More than 700 employees were laid off on January 31, and the administrators will now decide how the company’s assets are managed and how much creditors can recover.

Muniu Thoithi and George Weru of PwC were appointed joint administrators of Koko Networks Limited and Koko Networks on February 1 by the companies’ directors, according to a formal notice issued under the Insolvency Act 2015 seen by TechCabal.

The administrators have “taken over control and management of the assets and affairs” of both companies, and all operational and other matters must now be directed to them or their authorised representatives, the notice said.

The audit firm is expected to formally communicate the next steps to staff and creditors in the coming days, including how salary arrears, benefits, and redundancy obligations will be handled as the clean‑cooking startup winds down.

“The primary objective of administration proceedings … is to allow Administrators … to explore ways of rescuing the company as a going concern where feasible or achieving a better outcome for the creditors of the company than would be in the case of a liquidation,” the notice said.

The appointment of the administrators ended a frantic weekend inside Koko’s Nairobi headquarters, as board members and executives convened back-to-back crisis meetings when it became clear the company’s last lifeline, a government letter authorising the sale of carbon credits abroad, would not be signed.

According to two people closer to Koko’s operations, negotiations over the letter of authorisation (LOA) with the Ministry of Environment had been underway since 2025 and were “going well,” which gave the company’s management and investors confidence for an eventual approval.

That optimism evaporated last Wednesday when a senior official in the ministry rejected the LOA and  “trashed every progress” made, the same people said.

The government’s rejection of the LOA left Koko unable to continue operating.
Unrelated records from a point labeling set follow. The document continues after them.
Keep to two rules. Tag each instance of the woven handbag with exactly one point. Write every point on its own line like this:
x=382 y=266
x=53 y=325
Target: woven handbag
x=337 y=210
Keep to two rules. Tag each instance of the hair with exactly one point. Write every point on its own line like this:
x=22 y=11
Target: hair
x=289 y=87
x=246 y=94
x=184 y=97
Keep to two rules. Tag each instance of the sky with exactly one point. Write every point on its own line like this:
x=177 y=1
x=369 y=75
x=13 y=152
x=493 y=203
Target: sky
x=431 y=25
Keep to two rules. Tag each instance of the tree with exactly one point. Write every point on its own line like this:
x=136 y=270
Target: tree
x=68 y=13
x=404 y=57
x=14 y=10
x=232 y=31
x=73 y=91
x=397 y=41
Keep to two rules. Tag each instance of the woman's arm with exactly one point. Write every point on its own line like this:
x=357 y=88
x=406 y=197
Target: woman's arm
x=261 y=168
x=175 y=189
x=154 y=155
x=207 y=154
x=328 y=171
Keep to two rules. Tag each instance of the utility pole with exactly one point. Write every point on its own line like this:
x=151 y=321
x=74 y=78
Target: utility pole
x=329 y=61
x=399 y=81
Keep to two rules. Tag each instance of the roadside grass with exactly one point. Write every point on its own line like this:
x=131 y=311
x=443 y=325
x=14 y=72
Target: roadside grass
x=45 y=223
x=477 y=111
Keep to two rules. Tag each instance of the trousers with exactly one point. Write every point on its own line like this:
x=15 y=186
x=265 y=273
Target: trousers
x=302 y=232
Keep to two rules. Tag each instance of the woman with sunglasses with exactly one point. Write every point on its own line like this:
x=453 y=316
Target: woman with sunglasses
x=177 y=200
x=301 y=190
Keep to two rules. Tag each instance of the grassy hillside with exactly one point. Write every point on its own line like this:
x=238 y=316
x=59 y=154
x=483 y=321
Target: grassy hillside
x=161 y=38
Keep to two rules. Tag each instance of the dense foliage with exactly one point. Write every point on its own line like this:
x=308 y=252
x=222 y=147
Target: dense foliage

Koko’s investors and carbon-finance backers, who had extended over $300 million in equity, debt, and guarantees tied to projected international carbon-credit revenues, had set hard timelines for the LOA to be in place. Without the LOA, Koko could not unlock the carbon credit revenues that made its subsidised prices for low-income households viable. 

The collapse caps nearly two years of worsening financial and operational pressure. In April 2024, Kenya’s energy regulator, Energy and Petroleum Regulatory Authority (EPRA), suspended imports of bio-ethanol, forcing Koko to pivot to more expensive and often insufficient local supply, a shift insiders say squeezed margins and destabilised its fuel logistics.

By late 2024 and throughout 2025, customers in low-income neighbourhoods were already grappling with recurring Koko fuel shortages, a sharp contrast to the company’s promise that any amount, as little as KES 30 ($0.23), could keep their smart stoves running.

The business model depended on selling two-burner stoves at heavily subsidised prices —roughly KES 1,950 ($16) at retail—against much higher manufacturing costs, and on keeping bio-ethanol fuel cheap via carbon-credit income.

Investors such as Verod-Kepple, Mirova, Rand Merchant Bank, and Microsoft’s Climate Innovation Fund backed Koko’s growth, while the World Bank’s Multilateral Investment Guarantee Agency (MIGA) provided a $179.6 million guarantee to de-risk its expansion.

The company reached roughly 1.3–1.5 million customers and 3,000 automated fuel shops across Kenya and Rwanda, though operations in Rwanda had been paused, and most of its network had been affected by Kenya’s fuel import ban, which forced Koko to buy locally available ethanol at higher prices. The decision increased costs and depleted funds allocated to run the Rwanda unit.  

The administrators have asked anyone with a claim against the companies to submit it within 14 days of the notice to be included in the creditors’ roll and have stated that they act on behalf of the companies “without any personal liability.”